# Schools near Torrox



## adamlang (May 25, 2018)

Hi all,

does anybody have any information on schools in the Torrox area? roughly.
We have a 10 yr old and a 7 yr old. like many parents we are trying to provide our children with good education if that is state school, Intentional, Private, home tutoring?
the children are starting to learn Spanish, as we are moving next July after my son finishes his SATS. 

Any help would be appreciated 

Adam


----------



## kaipa (Aug 3, 2013)

Yes this has been dealt with on lots of different threads. You don't say where you are from but we can assume the USA as you talk of SATS. 

Basically if you dont intend to return with your children to your home country then a Spanish education seems more appropriate. 

First do some research. The Spanish system is pretty ...old school to use a terrible pun. That is the emphasis is on continuous testing and memorizing. It is very hard on the kids and with relation to more progressive educational philosophies pretty in effective. A lot of stress place on young people for very little gain.
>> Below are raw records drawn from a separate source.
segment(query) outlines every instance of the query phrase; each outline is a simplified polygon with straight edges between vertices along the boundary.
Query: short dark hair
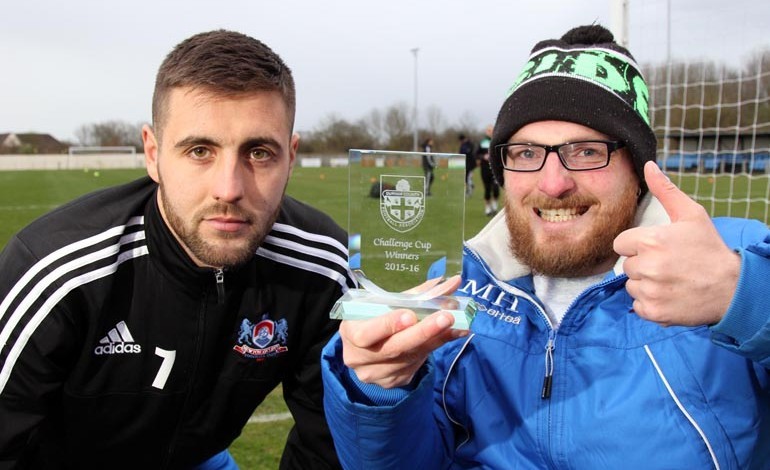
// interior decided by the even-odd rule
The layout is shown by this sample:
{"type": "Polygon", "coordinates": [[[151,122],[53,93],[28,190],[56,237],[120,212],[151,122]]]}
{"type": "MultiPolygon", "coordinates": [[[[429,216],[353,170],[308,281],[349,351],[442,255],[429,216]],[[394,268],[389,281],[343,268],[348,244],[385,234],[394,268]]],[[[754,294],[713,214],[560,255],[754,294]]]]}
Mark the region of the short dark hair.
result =
{"type": "Polygon", "coordinates": [[[294,127],[296,91],[291,70],[267,45],[245,34],[223,29],[191,36],[169,52],[155,78],[152,121],[159,134],[169,92],[202,88],[224,96],[278,91],[294,127]]]}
Compared to systems used in Scandanavia the Spanish system simple fails both teachers and students. However some people hold different views and believe it to good. So give it a bit of thought first
Secondly your eldest sounds like they will be 11 by the time you move that could be too late for acquiring the language before secondary school. A bilingual college would be better but will be private. 
Thirdly without the language as parents your children will struggle as will you. They get lots of homework which at a young age will require either you or a tutor to assist with.
So if you really care about their education you need to get as much information as possible and then sit down a make a big decision. 
Finally homeschooling is illegal here so that isn't really a possibility.
Sorry to bit negative but as a parent of a child in the Spanish school system I have some reservations
Good luck


----------



## adamlang (May 25, 2018)

hi Kaipa

Thanks very much for your response, and sorry for the delayed reply.
we are from the England, we are currently having Spanish lessons my boy who is 10 has picked it up no bother " like a duck to water" but my 7 yr old is hit or miss i think because her brother is doing well i think she feels slightly embarrassed.
what area roughly are you near? we will be staying in torrox to start with


----------